Legato
Legato

GoFiler Legato Script Reference

 

Legato v 1.5b

Application v 5.24b

  

 

Chapter EightData Functions (continued)

8.2 Comma Separated Values

8.2.1 Overview

Comma Separated Values (CSV, also commonly known as comma delimited lists) provides a de facto standard manner to exchange simple data tables in plain-text form. Plain-text means that the file is a sequence of characters with no binary data or codes have to be interpreted. Instead each line of text is a table row or a record.

The format is meant to convey rows and columns in the form of lines and fields. It is named, “comma-separated” because each field is separated by comma. If a field’s text contains a comma, the data within the field is enclosed as a quoted string. For example, fields:

1      A String      text with a comma,    0.00

Would be represented as:

1,A String,"text with a comma,",0.00

or...

"1","A String","text with a comma,","0.00"

Text is not necessarily encoded except for enclosure within quotes for fields with a comma or if the text has a double quote. Double quotes must be escaped with an additional quote, for example:

Mike said, "This is my string"

This is represented as:

"Mike said, ""This is my string"""

A CSV file consists of any number of records separated by line breaks. However, line breaks can be inside a quoted field. Each record consists of fields separated by comma. Usually, all records have an identical number and sequence of fields. There are no standard provisions for field names, data types or row characteristics. It is common for the first row to be the field names for the table.

There are variations in CSV as well as compatibility issues. For example, Excel allows for the embedding of return characters (0x0D) within a quoted field which counts as return code in the field data, not a new record.

Legato provides a variety of functions to work with reading and writing fields, records or complete files. CSV data is processed as strings, arrays and tables.

8.2.2 The CSV Object

Some CSV functions require a CSV Object. The object allows for the control of input and output of CSV data. The object is created using the CSVCreate function. When a function or script has completed using a CSV Object, it can close the handle or let it be automatically closed on function exit if locally declared.

A CSV Object can be used simultaneously employed for input and output.

There are a number of functions that do not require an object since the operations performed are transient. For example, the CSVReadTable function reads an entire file into a two-dimensional array (table) and therefore an object is not required. 

An addition to the CSV Object, the Data Sheet Object also will process CSV information.

8.2.3 Functions

Control:

CSVCreate — Creates a CSV Object for reading and writing comma-separated data.

CSVReset — Resets the read and write buffers within a CSV Object.

CloseHandle — Closes an object handle and releases any associated resources.

Reading:

CSVGetFieldCount — Returns a count of CSV fields within a record either as part of a CSV Object or independent string.

CSVGetFields — Returns all the CSV fields from a CSV Object for a simple CSV string.

CSVGetNumericField — Gets and translates a field from a CSV Object into a numeric value.

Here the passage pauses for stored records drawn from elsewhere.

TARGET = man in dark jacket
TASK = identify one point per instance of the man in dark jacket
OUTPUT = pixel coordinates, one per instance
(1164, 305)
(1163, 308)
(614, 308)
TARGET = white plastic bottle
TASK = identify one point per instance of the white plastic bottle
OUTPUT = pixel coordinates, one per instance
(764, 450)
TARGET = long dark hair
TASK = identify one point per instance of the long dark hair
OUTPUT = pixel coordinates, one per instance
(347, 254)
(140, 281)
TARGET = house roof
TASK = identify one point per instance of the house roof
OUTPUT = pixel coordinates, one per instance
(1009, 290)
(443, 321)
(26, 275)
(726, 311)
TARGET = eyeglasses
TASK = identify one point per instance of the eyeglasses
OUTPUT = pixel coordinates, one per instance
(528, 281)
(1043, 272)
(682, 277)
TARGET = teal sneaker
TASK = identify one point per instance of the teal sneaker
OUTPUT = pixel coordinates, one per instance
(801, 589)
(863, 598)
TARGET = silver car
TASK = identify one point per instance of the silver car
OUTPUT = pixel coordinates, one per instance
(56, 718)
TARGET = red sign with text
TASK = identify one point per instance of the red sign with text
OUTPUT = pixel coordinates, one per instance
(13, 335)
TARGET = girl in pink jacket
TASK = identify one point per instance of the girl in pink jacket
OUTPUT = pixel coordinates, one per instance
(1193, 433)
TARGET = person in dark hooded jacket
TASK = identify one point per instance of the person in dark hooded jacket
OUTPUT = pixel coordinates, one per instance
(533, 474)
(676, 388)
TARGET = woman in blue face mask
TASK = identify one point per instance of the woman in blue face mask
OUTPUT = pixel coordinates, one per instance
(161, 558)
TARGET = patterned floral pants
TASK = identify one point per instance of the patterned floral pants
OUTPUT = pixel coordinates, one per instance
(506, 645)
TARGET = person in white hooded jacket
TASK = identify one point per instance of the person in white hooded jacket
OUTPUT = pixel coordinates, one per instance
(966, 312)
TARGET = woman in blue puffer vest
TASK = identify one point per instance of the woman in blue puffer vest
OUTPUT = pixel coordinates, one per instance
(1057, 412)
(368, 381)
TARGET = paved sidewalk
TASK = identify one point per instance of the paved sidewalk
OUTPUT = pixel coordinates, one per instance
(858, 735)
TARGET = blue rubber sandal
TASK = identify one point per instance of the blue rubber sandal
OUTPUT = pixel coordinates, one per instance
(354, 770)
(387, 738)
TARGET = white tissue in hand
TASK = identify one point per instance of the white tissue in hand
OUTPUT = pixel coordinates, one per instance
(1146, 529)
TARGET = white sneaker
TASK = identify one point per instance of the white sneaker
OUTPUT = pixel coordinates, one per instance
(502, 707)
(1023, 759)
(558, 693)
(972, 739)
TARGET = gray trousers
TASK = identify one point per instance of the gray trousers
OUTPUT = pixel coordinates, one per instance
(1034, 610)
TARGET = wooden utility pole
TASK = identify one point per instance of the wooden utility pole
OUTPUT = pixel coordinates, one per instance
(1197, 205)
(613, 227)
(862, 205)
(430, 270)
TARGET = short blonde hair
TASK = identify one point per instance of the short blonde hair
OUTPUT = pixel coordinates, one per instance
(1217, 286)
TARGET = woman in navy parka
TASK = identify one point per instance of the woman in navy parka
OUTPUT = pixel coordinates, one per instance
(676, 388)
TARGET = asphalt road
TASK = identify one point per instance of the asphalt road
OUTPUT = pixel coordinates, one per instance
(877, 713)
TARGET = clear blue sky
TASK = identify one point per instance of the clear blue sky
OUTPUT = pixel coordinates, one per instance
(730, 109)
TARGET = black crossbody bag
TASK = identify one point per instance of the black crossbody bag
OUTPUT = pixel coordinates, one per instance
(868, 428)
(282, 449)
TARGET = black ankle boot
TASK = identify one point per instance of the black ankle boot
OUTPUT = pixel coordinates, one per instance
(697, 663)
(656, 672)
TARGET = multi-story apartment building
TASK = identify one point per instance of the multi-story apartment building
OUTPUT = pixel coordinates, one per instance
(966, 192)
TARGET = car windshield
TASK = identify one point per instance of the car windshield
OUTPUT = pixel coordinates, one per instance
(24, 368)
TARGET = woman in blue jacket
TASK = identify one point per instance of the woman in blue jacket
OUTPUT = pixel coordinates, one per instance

CSVGetStringField — Gets and translates a field from a CSV Object into a string value.

CSVIsLastField — Tests for last field in input buffer of a CSV Object.

CSVIsLastRecord — Tests for last record in input buffer of a CSV Object.

CSVReadTable — Reads an entire CSV table into a 2 dimensional array from a file as a Basic File Object or a filename.

CSVSetRecord — Sets a string (record) into the CSV Object’s parse buffer.

Writing

CSVAppendField — Appends a value to a CSV Object write buffer.

CSVArrayToString — Creates a CSV string from the Array with optional element count.

CSVSetExportFlags — Sets flags regarding the CSV export style.

CSVTableToString — Returns a CSV version of a table array (two-dimensional) with optional flags.

CSVWriteRecord — Writes the current CSV Object buffer to the specified Basic File Object handle.

CSVWriteTable — Writes a table array (2-axis) to a file by name or as a Basic File Object as CSV with optional line ending flag.

Clipboard:

ClipboardGetCSVData — Get CSV from clipboard as a string table.

ClipboardGetCSVText — Get CSV from clipboard as a CSV string.

ClipboardIsCSVAvailable — Tests for CSV being available on clipboard.

Data Sheet:

DataSheetExport — Exports the contents of a sheet to a file or pool.

DataSheetImport — Imports an XML (XDS) or CSV formatted data into Data Sheet Object.

DataSheetOpen — Creates and Data Sheet Object and loads the data from the file specified by filename.